Community-oriented Primary Care in Kazakhstan Project

AIHA’s Community-oriented Primary Care Program in Kazakhstan was based on the highly effective socio-medical model piloted at Demeu Family Medicine Center in the nation’s capital of Astana. This Center was established in November 2000 through the efforts of our Astana / Pittsburgh partnership.

Demeu’s approach encompassed the principles of primary care, epidemiology, and public health to effectively integrate delivery of medical care with social services that address defined community needs, in particular the needs of high-risk segments of the population.

Improvements in the quality of health-related services available in Astana following Demeu’s opening — along with related improvements of health indicators among the local population — convinced the Kazakh Ministry of Health and Ministry of Labor and Social Welfare to support the replication of the community-oriented primary care model throughout Kazakhstan.

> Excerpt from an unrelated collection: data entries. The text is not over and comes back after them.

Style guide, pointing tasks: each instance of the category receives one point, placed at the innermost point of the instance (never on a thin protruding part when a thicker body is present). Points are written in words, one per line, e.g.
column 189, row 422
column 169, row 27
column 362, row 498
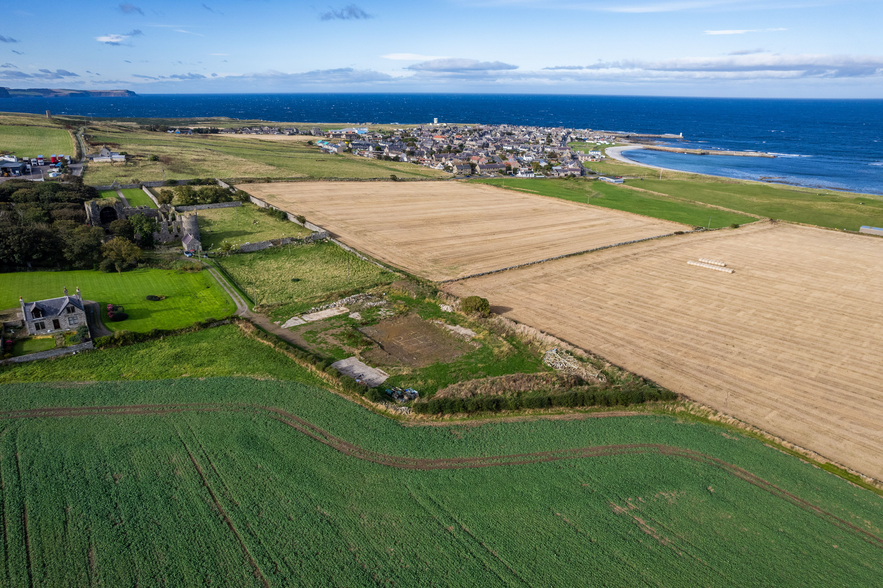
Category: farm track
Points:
column 425, row 464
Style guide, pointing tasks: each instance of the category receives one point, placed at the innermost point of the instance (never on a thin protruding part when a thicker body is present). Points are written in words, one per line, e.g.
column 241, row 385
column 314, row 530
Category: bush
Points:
column 476, row 304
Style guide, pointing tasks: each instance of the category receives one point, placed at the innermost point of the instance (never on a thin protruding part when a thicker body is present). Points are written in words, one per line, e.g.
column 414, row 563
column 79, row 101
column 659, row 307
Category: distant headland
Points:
column 62, row 93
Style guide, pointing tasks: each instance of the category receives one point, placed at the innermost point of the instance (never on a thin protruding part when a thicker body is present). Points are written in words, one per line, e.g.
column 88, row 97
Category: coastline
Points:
column 616, row 154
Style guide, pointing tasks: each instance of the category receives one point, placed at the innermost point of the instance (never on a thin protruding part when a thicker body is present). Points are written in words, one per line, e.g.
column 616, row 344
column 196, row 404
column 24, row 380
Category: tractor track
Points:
column 425, row 464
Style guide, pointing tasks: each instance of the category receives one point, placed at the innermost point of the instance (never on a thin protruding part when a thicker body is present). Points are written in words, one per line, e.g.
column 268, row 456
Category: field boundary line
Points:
column 448, row 463
column 565, row 255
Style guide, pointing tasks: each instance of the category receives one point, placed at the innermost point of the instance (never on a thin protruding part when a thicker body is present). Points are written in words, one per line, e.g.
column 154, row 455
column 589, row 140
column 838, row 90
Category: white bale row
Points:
column 710, row 266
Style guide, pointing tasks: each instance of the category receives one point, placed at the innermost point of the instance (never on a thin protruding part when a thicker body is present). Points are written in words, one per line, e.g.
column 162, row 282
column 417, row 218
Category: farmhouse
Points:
column 53, row 315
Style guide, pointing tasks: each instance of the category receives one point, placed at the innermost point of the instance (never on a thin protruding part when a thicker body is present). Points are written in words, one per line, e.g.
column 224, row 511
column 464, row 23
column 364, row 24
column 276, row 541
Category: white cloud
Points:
column 411, row 57
column 743, row 31
column 454, row 65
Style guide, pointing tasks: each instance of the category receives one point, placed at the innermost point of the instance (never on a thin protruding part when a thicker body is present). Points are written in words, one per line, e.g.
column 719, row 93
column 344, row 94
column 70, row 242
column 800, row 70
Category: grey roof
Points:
column 53, row 306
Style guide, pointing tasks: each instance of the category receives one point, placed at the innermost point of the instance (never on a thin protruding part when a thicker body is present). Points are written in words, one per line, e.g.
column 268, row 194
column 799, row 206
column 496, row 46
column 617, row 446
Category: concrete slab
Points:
column 360, row 372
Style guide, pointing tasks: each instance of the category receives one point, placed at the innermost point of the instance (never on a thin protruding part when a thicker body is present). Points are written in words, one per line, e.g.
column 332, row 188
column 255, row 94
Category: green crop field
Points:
column 137, row 197
column 291, row 280
column 243, row 482
column 243, row 224
column 190, row 297
column 612, row 196
column 31, row 141
column 827, row 209
column 219, row 156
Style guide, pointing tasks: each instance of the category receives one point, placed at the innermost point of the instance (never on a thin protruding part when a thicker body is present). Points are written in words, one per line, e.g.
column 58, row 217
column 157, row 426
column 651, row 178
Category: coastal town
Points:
column 463, row 150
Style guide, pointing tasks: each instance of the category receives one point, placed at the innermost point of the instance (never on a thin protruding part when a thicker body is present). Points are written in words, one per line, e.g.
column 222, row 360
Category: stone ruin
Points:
column 173, row 226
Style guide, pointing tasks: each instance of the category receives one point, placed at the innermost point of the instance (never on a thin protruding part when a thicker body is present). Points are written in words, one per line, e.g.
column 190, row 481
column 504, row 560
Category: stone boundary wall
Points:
column 261, row 245
column 51, row 353
column 207, row 206
column 127, row 186
column 529, row 263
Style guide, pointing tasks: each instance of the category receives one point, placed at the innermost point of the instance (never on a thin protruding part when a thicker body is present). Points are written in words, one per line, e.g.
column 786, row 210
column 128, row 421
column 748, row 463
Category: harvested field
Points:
column 444, row 230
column 790, row 342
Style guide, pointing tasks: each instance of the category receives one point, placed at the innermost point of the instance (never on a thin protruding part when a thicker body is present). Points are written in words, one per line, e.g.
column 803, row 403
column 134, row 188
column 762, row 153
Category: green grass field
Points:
column 190, row 297
column 218, row 156
column 137, row 197
column 222, row 351
column 225, row 488
column 31, row 141
column 834, row 210
column 33, row 345
column 243, row 224
column 322, row 270
column 599, row 193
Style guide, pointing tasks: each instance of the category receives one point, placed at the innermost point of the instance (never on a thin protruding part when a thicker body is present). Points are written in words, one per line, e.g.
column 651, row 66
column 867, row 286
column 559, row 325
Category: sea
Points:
column 823, row 144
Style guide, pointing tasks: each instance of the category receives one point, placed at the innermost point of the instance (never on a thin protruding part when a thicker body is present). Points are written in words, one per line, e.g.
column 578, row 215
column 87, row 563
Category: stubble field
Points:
column 790, row 342
column 444, row 230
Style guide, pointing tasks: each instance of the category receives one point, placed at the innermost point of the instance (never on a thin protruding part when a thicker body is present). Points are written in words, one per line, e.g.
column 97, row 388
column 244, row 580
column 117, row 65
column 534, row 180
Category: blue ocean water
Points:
column 836, row 144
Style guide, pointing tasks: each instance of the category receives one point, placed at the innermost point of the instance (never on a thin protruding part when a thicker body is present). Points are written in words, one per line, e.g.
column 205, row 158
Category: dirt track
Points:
column 791, row 342
column 443, row 230
column 412, row 463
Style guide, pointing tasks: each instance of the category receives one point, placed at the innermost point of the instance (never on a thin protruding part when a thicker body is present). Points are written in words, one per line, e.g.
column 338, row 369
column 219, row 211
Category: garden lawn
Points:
column 287, row 281
column 243, row 224
column 33, row 345
column 31, row 141
column 599, row 193
column 137, row 197
column 190, row 297
column 221, row 351
column 825, row 209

The goal of the replication project launched in 2004 was to scale up the Demeu model in selected communities within Kazakhstan by promoting adoption of Demeu’s positive features, especially its approach to serving vulnerable groups and addressing social problems that impact the health status of the population it serves.

In close collaboration with AIHA and USAID, staff from Demeu spearheaded the process of training and mentoring health and allied professionals at clinics in Almaty, Semey (formerly known as Semipalatinsk), and Uralsk.

Our Pittsburgh partners provide a limited amount of technical assistance and Columbia University School of Social Work played an important role in the development and implementation of a Social Work Training Center that now operates at Demeu.

Key objectives of the replication project in Kazakhstan were to:

  • Develop social work as a profession by strengthening the training capacity of the Demeu Family Medicine Center to better integrate a socio-medical model in primary care throughout the country;
  • Engage local and oblast-level health administration in target regions (Almaty, Semey, and Uralsk), along with representatives of family group practices in planning and implementing activities designed to foster use of an integrated socio-medical model in primary healthcare;
  • Improve the delivery of primary healthcare services through the integration of social services at selected replication sites; and
  • Sustain improvements made in primary healthcare services at replication sites through the development of quality improvement practices.